Add --clean-run option to force Gen 3 to use a new run.

lsst · Mar 3, 2021 · af2a017 · af2a017
1 parent 96aecbd
commit af2a017
Show file tree

Hide file tree

Showing 2 changed files with 24 additions and 3 deletions.
diff --git a/doc/lsst.ap.verify/command-line-reference.rst b/doc/lsst.ap.verify/command-line-reference.rst
@@ -41,6 +41,21 @@ Named arguments
 
 Required arguments are :option:`--dataset` and :option:`--output`.
 
+.. option:: --clean-run
+
+   **Rerun ap_verify in a clean Gen 3 run even if the workspace already exists. (Gen 3 only)**
+
+   By default, when ``ap_verify`` is run multiple times with the same :option:`--output` workspace, the previous run collection is reused to avoid repeating processing.
+   If this is undesirable (e.g., experimental config changes), this flag creates a new run, and the pipeline is run from the beginning.
+   This flag has no effect if :option:`--output` is a fresh directory.
+
+   .. note::
+
+      The ``--clean-run`` flag does *not* reset the alert production database,
+      as this is not something that can be done without knowledge of the
+      specific database system being used.
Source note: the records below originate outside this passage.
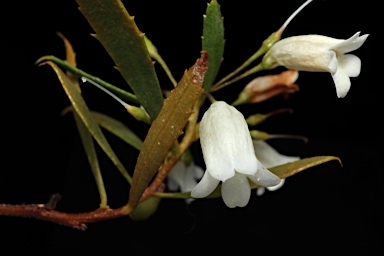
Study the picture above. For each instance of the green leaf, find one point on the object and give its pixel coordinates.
(72, 69)
(287, 170)
(84, 113)
(118, 128)
(213, 42)
(116, 30)
(166, 128)
(89, 148)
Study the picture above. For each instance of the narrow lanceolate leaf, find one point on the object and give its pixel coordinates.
(116, 30)
(118, 128)
(84, 113)
(213, 42)
(167, 127)
(80, 73)
(289, 169)
(286, 170)
(90, 150)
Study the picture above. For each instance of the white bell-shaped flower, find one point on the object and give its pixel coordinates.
(229, 156)
(184, 177)
(319, 53)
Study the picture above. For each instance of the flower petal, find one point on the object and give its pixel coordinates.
(333, 64)
(342, 82)
(273, 188)
(205, 187)
(260, 191)
(264, 177)
(351, 44)
(226, 142)
(351, 65)
(236, 191)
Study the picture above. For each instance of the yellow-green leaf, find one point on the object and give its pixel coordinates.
(118, 128)
(116, 30)
(167, 127)
(84, 113)
(90, 150)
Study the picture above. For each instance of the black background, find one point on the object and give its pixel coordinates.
(327, 209)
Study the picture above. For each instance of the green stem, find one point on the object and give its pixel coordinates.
(166, 69)
(255, 69)
(117, 91)
(256, 55)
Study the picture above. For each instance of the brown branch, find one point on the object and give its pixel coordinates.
(74, 220)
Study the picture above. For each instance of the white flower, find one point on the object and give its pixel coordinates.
(319, 54)
(229, 156)
(184, 177)
(269, 157)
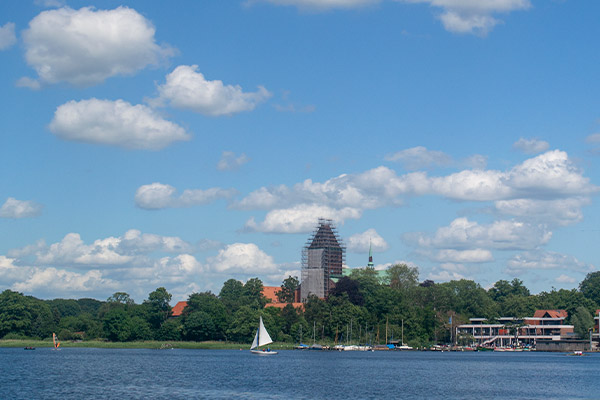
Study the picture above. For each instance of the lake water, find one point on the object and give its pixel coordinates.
(75, 373)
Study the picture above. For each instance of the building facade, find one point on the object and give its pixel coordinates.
(509, 331)
(322, 260)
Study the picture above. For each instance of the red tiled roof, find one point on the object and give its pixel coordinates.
(178, 309)
(270, 293)
(281, 305)
(551, 313)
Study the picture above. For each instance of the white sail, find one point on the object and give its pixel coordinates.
(255, 342)
(263, 335)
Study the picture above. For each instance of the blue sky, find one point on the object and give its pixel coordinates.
(180, 144)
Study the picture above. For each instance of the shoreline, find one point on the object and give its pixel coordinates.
(148, 344)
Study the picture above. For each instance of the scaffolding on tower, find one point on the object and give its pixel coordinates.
(323, 257)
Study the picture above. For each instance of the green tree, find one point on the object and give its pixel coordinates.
(120, 298)
(402, 277)
(590, 287)
(287, 294)
(214, 316)
(349, 287)
(231, 295)
(117, 325)
(243, 325)
(582, 321)
(252, 294)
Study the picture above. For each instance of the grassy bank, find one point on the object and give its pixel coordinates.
(150, 344)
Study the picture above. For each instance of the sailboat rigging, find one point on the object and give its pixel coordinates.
(55, 341)
(261, 338)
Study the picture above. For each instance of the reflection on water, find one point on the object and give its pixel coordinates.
(74, 373)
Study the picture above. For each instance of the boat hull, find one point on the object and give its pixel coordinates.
(263, 352)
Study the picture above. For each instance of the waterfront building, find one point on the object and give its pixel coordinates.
(322, 260)
(508, 331)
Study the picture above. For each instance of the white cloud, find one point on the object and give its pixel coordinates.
(319, 4)
(186, 88)
(50, 3)
(300, 218)
(112, 251)
(465, 234)
(555, 212)
(13, 208)
(229, 161)
(242, 258)
(449, 272)
(419, 157)
(463, 256)
(157, 196)
(86, 46)
(531, 146)
(59, 281)
(27, 82)
(7, 35)
(472, 16)
(548, 179)
(545, 260)
(361, 242)
(593, 138)
(115, 123)
(72, 250)
(9, 272)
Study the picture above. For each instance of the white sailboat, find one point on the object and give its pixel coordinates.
(261, 338)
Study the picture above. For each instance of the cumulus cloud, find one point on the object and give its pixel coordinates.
(300, 219)
(112, 251)
(157, 196)
(242, 258)
(545, 260)
(185, 88)
(472, 16)
(115, 123)
(593, 138)
(531, 146)
(565, 279)
(449, 272)
(463, 256)
(549, 175)
(318, 4)
(13, 208)
(548, 179)
(58, 281)
(465, 234)
(86, 46)
(560, 212)
(229, 161)
(7, 35)
(362, 242)
(419, 157)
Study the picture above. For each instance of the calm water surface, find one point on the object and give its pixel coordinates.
(74, 373)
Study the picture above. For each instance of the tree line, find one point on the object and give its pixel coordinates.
(364, 307)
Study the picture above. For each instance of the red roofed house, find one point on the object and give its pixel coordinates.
(270, 292)
(544, 325)
(178, 309)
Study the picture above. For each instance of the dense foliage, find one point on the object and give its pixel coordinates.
(367, 306)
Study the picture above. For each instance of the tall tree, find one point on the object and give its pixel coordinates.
(402, 277)
(590, 287)
(287, 294)
(158, 306)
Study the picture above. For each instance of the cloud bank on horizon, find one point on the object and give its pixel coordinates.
(175, 148)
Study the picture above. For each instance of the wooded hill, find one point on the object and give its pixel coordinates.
(361, 309)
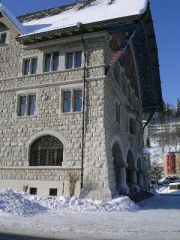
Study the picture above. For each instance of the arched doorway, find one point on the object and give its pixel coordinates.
(46, 151)
(119, 169)
(131, 177)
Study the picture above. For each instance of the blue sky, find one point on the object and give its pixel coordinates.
(166, 17)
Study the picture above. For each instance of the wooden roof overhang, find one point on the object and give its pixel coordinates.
(143, 44)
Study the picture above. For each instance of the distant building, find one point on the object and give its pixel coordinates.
(155, 129)
(74, 82)
(171, 162)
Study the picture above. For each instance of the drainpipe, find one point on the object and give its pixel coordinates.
(79, 25)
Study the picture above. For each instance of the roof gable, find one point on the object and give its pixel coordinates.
(7, 18)
(86, 12)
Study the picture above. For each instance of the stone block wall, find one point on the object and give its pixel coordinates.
(17, 133)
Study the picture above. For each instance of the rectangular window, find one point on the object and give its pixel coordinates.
(26, 66)
(77, 100)
(72, 101)
(132, 126)
(32, 105)
(34, 66)
(3, 38)
(51, 62)
(69, 61)
(73, 60)
(47, 67)
(53, 192)
(27, 105)
(33, 191)
(30, 66)
(22, 110)
(78, 59)
(117, 112)
(55, 61)
(67, 101)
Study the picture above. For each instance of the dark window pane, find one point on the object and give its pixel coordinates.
(33, 191)
(53, 191)
(77, 100)
(32, 104)
(22, 110)
(78, 59)
(55, 61)
(69, 61)
(3, 38)
(34, 66)
(46, 151)
(26, 66)
(118, 113)
(47, 66)
(67, 101)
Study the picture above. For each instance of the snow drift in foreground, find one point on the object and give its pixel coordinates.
(20, 203)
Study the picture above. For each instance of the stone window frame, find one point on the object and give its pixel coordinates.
(74, 52)
(72, 88)
(26, 93)
(4, 32)
(118, 112)
(51, 53)
(31, 66)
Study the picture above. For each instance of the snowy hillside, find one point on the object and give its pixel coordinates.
(75, 219)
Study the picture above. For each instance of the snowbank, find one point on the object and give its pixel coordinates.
(20, 203)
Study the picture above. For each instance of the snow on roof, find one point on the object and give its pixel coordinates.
(85, 12)
(145, 151)
(99, 10)
(11, 18)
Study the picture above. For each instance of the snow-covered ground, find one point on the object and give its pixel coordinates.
(65, 218)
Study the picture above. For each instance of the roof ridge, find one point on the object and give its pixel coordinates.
(52, 11)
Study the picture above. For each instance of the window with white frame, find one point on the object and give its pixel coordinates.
(51, 61)
(26, 105)
(3, 34)
(30, 66)
(73, 59)
(72, 100)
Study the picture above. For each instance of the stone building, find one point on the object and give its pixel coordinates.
(74, 83)
(171, 163)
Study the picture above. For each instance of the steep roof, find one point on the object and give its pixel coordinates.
(12, 19)
(86, 12)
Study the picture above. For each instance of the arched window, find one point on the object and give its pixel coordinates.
(46, 151)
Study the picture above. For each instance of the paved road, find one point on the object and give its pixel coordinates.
(6, 236)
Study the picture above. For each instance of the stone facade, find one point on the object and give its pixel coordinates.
(104, 155)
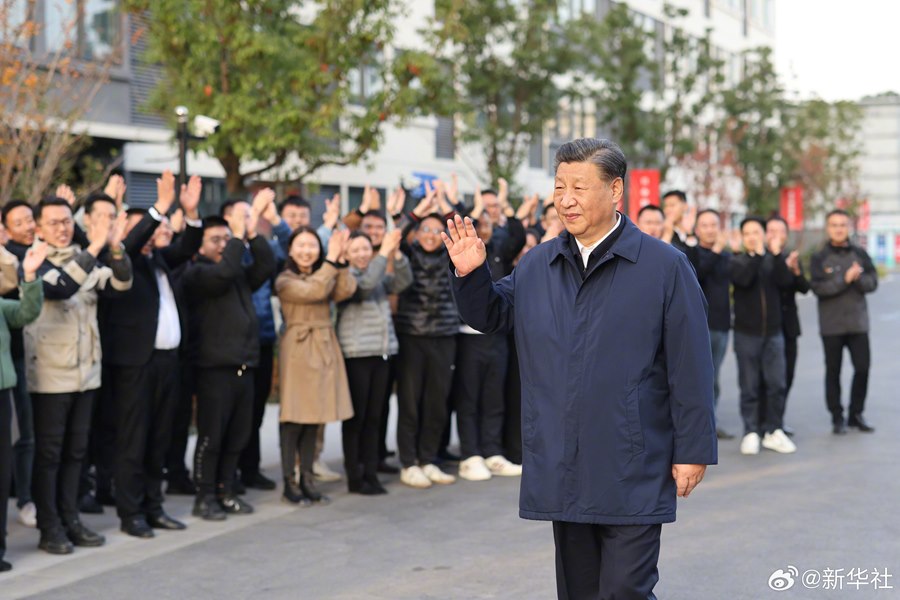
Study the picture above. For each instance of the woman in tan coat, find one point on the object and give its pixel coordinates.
(314, 387)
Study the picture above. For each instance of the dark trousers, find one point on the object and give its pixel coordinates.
(606, 562)
(760, 360)
(181, 423)
(297, 440)
(262, 387)
(858, 345)
(512, 421)
(145, 403)
(478, 393)
(62, 424)
(23, 449)
(423, 387)
(368, 378)
(224, 415)
(5, 461)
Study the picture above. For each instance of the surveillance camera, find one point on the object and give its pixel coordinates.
(205, 126)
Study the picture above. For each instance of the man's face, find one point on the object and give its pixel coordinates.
(374, 228)
(674, 208)
(57, 227)
(295, 216)
(776, 231)
(838, 229)
(492, 206)
(429, 234)
(20, 225)
(752, 234)
(707, 229)
(214, 240)
(651, 222)
(585, 203)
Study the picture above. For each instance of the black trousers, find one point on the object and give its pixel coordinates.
(478, 393)
(858, 345)
(297, 439)
(224, 417)
(512, 420)
(145, 405)
(423, 387)
(5, 461)
(181, 423)
(62, 424)
(262, 387)
(606, 562)
(368, 377)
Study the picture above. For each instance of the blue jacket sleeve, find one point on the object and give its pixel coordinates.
(484, 305)
(690, 369)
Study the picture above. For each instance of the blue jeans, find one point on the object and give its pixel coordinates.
(719, 343)
(761, 357)
(23, 449)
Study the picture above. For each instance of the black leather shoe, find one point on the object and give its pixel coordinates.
(207, 508)
(164, 521)
(860, 423)
(88, 504)
(233, 505)
(137, 527)
(257, 481)
(55, 542)
(82, 536)
(181, 486)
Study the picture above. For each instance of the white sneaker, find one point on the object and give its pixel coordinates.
(750, 444)
(474, 469)
(502, 467)
(437, 476)
(779, 442)
(415, 477)
(28, 515)
(323, 473)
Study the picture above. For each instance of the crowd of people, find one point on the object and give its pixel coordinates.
(119, 322)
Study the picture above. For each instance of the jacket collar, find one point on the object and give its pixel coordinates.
(628, 246)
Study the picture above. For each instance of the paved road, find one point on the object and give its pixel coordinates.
(832, 505)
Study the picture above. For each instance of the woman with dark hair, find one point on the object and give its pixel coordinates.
(366, 332)
(313, 379)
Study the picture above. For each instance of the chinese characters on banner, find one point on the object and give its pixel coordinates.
(792, 207)
(643, 189)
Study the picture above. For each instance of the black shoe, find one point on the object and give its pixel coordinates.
(308, 487)
(55, 541)
(137, 527)
(724, 435)
(82, 536)
(233, 505)
(257, 481)
(387, 469)
(88, 504)
(164, 521)
(208, 509)
(292, 493)
(181, 486)
(860, 423)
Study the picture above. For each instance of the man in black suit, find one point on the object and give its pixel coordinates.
(141, 333)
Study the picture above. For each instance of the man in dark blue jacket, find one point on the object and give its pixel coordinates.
(617, 375)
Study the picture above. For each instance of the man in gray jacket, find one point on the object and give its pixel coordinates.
(842, 275)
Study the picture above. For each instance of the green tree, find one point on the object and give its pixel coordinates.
(506, 62)
(287, 80)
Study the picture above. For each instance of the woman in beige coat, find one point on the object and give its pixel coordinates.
(314, 387)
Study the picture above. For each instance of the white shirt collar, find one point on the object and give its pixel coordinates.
(586, 250)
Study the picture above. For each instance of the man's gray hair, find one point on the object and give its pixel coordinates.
(607, 155)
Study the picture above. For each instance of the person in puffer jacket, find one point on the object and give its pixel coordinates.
(427, 324)
(365, 330)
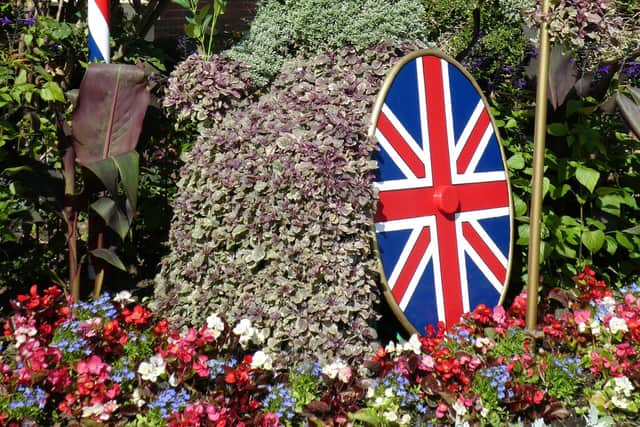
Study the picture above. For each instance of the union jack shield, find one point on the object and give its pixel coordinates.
(444, 219)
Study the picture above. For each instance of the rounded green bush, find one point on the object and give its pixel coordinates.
(282, 29)
(273, 217)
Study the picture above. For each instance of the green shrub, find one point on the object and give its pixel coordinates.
(490, 41)
(273, 212)
(283, 28)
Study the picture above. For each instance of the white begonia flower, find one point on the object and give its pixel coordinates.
(459, 408)
(89, 411)
(123, 297)
(258, 336)
(582, 327)
(261, 360)
(622, 385)
(390, 416)
(481, 342)
(371, 391)
(390, 348)
(137, 398)
(215, 323)
(617, 324)
(173, 380)
(413, 344)
(244, 340)
(151, 370)
(620, 402)
(608, 301)
(337, 369)
(243, 328)
(427, 360)
(344, 374)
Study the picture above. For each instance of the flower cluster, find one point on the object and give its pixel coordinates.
(581, 361)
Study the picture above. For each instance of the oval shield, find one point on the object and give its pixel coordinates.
(444, 220)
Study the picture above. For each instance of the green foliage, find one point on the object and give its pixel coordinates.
(562, 378)
(305, 387)
(590, 209)
(512, 344)
(486, 33)
(274, 208)
(595, 31)
(201, 22)
(283, 28)
(151, 418)
(35, 53)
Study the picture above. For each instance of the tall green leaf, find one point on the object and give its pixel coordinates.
(109, 256)
(112, 216)
(630, 112)
(107, 173)
(128, 166)
(593, 240)
(111, 106)
(587, 177)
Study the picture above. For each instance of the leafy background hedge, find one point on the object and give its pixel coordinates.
(281, 29)
(274, 212)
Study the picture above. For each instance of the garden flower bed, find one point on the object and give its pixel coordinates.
(113, 362)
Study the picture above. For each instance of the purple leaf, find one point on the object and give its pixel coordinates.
(563, 75)
(111, 106)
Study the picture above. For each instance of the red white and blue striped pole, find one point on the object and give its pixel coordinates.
(98, 20)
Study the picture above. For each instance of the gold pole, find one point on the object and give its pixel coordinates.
(539, 134)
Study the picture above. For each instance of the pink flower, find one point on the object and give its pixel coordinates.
(270, 420)
(499, 315)
(441, 410)
(200, 366)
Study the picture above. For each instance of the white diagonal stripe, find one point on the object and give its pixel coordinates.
(386, 146)
(406, 251)
(424, 261)
(462, 141)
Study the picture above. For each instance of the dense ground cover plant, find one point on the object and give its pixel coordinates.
(274, 208)
(201, 90)
(283, 29)
(111, 361)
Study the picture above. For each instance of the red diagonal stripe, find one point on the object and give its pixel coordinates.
(411, 265)
(418, 202)
(103, 5)
(487, 255)
(400, 145)
(472, 143)
(483, 195)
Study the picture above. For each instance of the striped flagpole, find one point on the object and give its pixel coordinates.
(98, 20)
(539, 135)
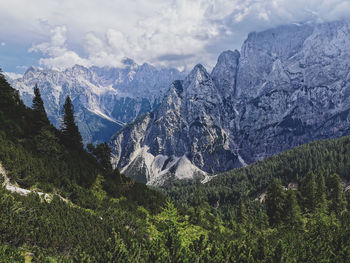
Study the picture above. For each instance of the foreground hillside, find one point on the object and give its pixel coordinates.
(105, 217)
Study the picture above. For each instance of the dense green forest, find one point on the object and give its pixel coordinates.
(95, 214)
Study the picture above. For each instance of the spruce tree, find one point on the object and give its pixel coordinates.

If the database has been written to
+      by a previous run, clear it by hand before running with ``--clean-run``.
+
 .. option:: --id <dataId>
 
    **Butler data ID.**

diff --git a/python/lsst/ap/verify/pipeline_driver.py b/python/lsst/ap/verify/pipeline_driver.py
@@ -68,6 +68,9 @@ def __init__(self):
         self.add_argument("--skip-pipeline", action="store_true",
                           help="Do not run the AP pipeline itself. This argument is useful "
                                "for testing metrics on a fixed data set.")
+        self.add_argument("--clean-run", action="store_true",
+                          help="Run the pipeline with a new run collection, "
+                               "even if one already exists.")
 
     class AppendOptional(argparse.Action):
         """A variant of the built-in "append" action that ignores None values
@@ -160,7 +163,7 @@ def runApPipeGen3(workspace, parsedCmdLine, processes=1):
     # TODO: collections should be determined exclusively by Workspace.workButler,
     # but I can't find a way to hook that up to the graph builder. So use the CLI
     # for now and revisit once DM-26239 is done.
-    pipelineArgs.extend(_getCollectionArguments(workspace))
+    pipelineArgs.extend(_getCollectionArguments(workspace, reuse=(not parsedCmdLine.clean_run)))
     pipelineArgs.extend(_getConfigArgumentsGen3(workspace, parsedCmdLine))
     if parsedCmdLine.dataIds:
         for singleId in parsedCmdLine.dataIds:
@@ -281,14 +284,17 @@ def _getConfigArgumentsGen3(workspace, parsed):
     return args
 
 
-def _getCollectionArguments(workspace):
+def _getCollectionArguments(workspace, reuse):
     """Return the collections for running the Gen 3 AP Pipeline on this
     workspace, as command-line arguments.
 
     Parameters
     ----------
     workspace : `lsst.ap.verify.workspace.WorkspaceGen3`
         A Workspace with a Gen 3 repository.
+    reuse : `bool`
+        If true, use the previous run collection if one exists. Otherwise,
+        create a new run.
 
     Returns
     -------
@@ -303,6 +309,6 @@ def _getCollectionArguments(workspace):
 
     registry = workspace.workButler.registry
     oldRuns = list(registry.queryCollections(re.compile(workspace.outputName + r"/\d+T\d+Z")))
-    if oldRuns:
+    if reuse and oldRuns:
         args.extend(["--extend-run", "--skip-existing"])
     return args